Sixteen members of Argentina's squad are already World Cup winners. Cape Verde's most decorated players have collected titles in Cyprus, Hungary, the United Arab Emirates, and Major League Soccer. The standout honours include Jovane Cabral's Portuguese league title with Sporting CP in 2020-21, and Kevin Pina's Russian Premier League triumph with Krasnodar in 2024-25.
Small island, giant achievement
Cape Verde is an archipelago of 10 islands in the central Atlantic Ocean, located 450km off the West African coast near Senegal. With a population of around 530,000, it is the third-smallest country ever to qualify for a World Cup, behind only Curacao and Iceland — and the smallest ever to reach the knockout stage, breaking the record Northern Ireland had held since 1958.

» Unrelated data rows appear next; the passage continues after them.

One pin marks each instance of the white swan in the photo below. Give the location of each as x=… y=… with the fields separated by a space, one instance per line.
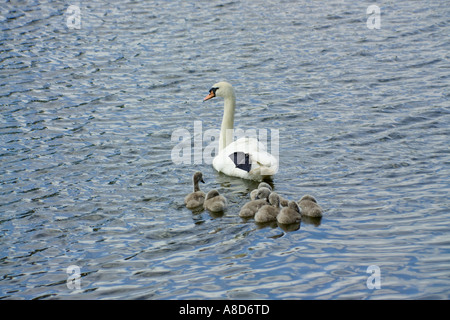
x=309 y=207
x=289 y=214
x=196 y=198
x=215 y=202
x=245 y=158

Argentina, meanwhile, is home to 46 million people and covers 2.8 million square kilometres — the eighth-largest country on Earth. Its GDP stands at $683 billion, compared to $3 billion for Cape Verde.
None of that matters once the referee blows the whistle in Miami. Cape Verde have already stunned Europe's finest. Messi and Argentina know they cannot afford to take them lightly.